Besides the plane, in the past week alone he has taken the hideous step of slamming shut the door on access to information related to himself, his cabinet, staff and other top government officials. And, remarkably, he made it retroactive.

The move will effectively kill pending requests for records, including those related to the premier’s personal cellphone, which he regularly uses for government business. And it shields many senior officials from public accountability.

Without access to such information and government records, it is unlikely anyone would ever have heard about the infamous Greenbelt scandal.

That charade cost a cabinet minister and several staffers their jobs over preferential treatment accorded to developers as part of a secret plan to open up parts of the protected area known as the Greenbelt.

Ford emerged largely unscathed politically and eventually promised to reverse course on the Greenbelt — though the whole affair could still cost taxpayers millions in reparations.

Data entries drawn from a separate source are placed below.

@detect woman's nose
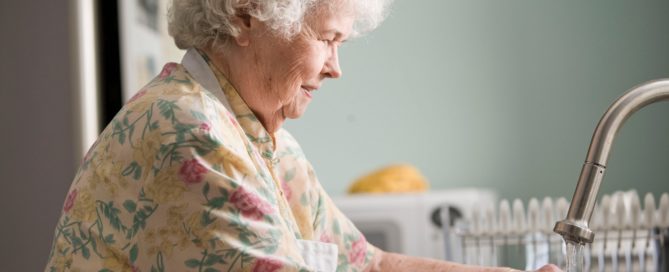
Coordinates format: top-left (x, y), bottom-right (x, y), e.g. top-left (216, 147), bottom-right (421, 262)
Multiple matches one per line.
top-left (323, 47), bottom-right (342, 79)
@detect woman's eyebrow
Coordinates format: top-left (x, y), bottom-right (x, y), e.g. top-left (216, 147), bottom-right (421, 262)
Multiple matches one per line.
top-left (322, 29), bottom-right (349, 42)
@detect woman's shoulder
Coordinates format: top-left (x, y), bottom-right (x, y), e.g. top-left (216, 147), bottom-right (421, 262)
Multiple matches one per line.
top-left (126, 63), bottom-right (221, 109)
top-left (121, 63), bottom-right (233, 126)
top-left (98, 62), bottom-right (244, 154)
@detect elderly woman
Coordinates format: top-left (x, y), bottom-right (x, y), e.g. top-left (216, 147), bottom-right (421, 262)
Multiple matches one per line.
top-left (46, 0), bottom-right (560, 271)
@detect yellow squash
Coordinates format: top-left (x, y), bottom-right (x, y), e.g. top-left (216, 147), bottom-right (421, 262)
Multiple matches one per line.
top-left (347, 164), bottom-right (429, 194)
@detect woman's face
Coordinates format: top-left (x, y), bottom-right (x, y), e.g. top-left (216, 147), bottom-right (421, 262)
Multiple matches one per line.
top-left (239, 5), bottom-right (354, 132)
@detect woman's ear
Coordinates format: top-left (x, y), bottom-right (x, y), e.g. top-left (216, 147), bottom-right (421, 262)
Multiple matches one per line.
top-left (230, 13), bottom-right (253, 46)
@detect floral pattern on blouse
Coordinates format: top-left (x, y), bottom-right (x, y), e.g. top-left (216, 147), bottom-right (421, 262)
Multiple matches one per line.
top-left (45, 53), bottom-right (375, 272)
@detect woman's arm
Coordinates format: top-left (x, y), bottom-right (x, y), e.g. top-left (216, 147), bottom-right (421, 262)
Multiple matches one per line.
top-left (367, 249), bottom-right (562, 272)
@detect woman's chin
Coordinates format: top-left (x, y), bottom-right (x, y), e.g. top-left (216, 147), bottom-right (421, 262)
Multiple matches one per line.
top-left (282, 106), bottom-right (309, 120)
top-left (284, 109), bottom-right (307, 120)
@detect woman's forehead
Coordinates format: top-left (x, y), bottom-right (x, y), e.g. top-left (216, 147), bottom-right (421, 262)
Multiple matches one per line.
top-left (306, 3), bottom-right (355, 34)
top-left (309, 0), bottom-right (355, 21)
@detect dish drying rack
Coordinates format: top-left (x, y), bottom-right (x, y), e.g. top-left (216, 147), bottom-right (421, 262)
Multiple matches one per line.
top-left (440, 191), bottom-right (669, 271)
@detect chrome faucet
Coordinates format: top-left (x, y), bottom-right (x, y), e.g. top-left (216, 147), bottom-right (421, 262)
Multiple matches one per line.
top-left (554, 79), bottom-right (669, 244)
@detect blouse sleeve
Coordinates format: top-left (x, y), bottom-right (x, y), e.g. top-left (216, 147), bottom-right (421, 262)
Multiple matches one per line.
top-left (306, 163), bottom-right (378, 272)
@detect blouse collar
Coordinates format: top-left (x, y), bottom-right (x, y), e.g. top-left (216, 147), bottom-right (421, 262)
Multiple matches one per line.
top-left (181, 48), bottom-right (278, 159)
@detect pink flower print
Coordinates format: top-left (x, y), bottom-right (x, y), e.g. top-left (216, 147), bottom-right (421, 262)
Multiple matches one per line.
top-left (252, 257), bottom-right (283, 272)
top-left (348, 235), bottom-right (367, 265)
top-left (230, 186), bottom-right (275, 221)
top-left (281, 180), bottom-right (292, 200)
top-left (63, 189), bottom-right (78, 213)
top-left (199, 122), bottom-right (211, 132)
top-left (179, 159), bottom-right (208, 185)
top-left (159, 62), bottom-right (178, 79)
top-left (127, 88), bottom-right (147, 104)
top-left (319, 233), bottom-right (334, 244)
top-left (226, 112), bottom-right (239, 126)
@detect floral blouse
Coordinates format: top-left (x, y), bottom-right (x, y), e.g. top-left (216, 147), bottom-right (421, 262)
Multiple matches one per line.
top-left (45, 49), bottom-right (375, 272)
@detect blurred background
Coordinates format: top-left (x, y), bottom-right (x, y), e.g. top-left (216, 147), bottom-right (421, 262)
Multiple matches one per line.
top-left (1, 0), bottom-right (668, 271)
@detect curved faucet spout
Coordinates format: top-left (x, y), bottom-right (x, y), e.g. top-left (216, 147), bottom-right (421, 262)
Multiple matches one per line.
top-left (554, 79), bottom-right (669, 244)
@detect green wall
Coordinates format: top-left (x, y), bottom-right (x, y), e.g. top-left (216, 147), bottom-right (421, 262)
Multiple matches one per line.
top-left (284, 0), bottom-right (669, 200)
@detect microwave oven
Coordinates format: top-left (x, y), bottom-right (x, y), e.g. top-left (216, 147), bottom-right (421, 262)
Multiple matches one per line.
top-left (332, 188), bottom-right (497, 261)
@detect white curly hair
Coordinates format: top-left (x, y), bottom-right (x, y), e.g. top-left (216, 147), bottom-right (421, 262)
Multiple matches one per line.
top-left (168, 0), bottom-right (392, 50)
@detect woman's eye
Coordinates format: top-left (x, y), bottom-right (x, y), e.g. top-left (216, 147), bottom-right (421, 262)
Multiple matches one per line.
top-left (318, 38), bottom-right (342, 48)
top-left (318, 37), bottom-right (335, 44)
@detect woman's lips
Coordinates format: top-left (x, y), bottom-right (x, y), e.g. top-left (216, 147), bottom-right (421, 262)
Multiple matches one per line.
top-left (302, 87), bottom-right (313, 98)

The premier seems not to have learned from that scandal and last week his government rammed through Bill 97 to kill access to important government information. There were no public hearings or debates on this vital piece of legislation that’s designed, ironically, to curb what the public knows about its government’s activities.

We strongly doubt Bill 97 will withstand a court challenge — and, if our wee paper had the resources, we’d gladly be part of such a fight — but in the meantime Ford has effectively granted himself and his mandarins free reign while running roughshod over the public’s right to know about how his government is being operated.

“Just trust us, folks,” is not the answer.

Couple last week’s plane and freedom of information scandals with the litany of other recent Ford government foibles — a ballooning deficit, missed housing targets (despite bulldozing over municipal controls on development), increased health care wait times and threats of more privatization, and shutting down the legislature for months, to name a few — and we all should be worried about the direction in which the premier is driving us.

The Ford regime initially vowed to be “For the People” and later to “Get it Done,” but now, like many aging governments, it appears to have lost its way.

We urge Doug Ford to take a step back, remember why he was first elected — and whose interests he was chosen to serve. It’s not too late to repair the trust that has been damaged.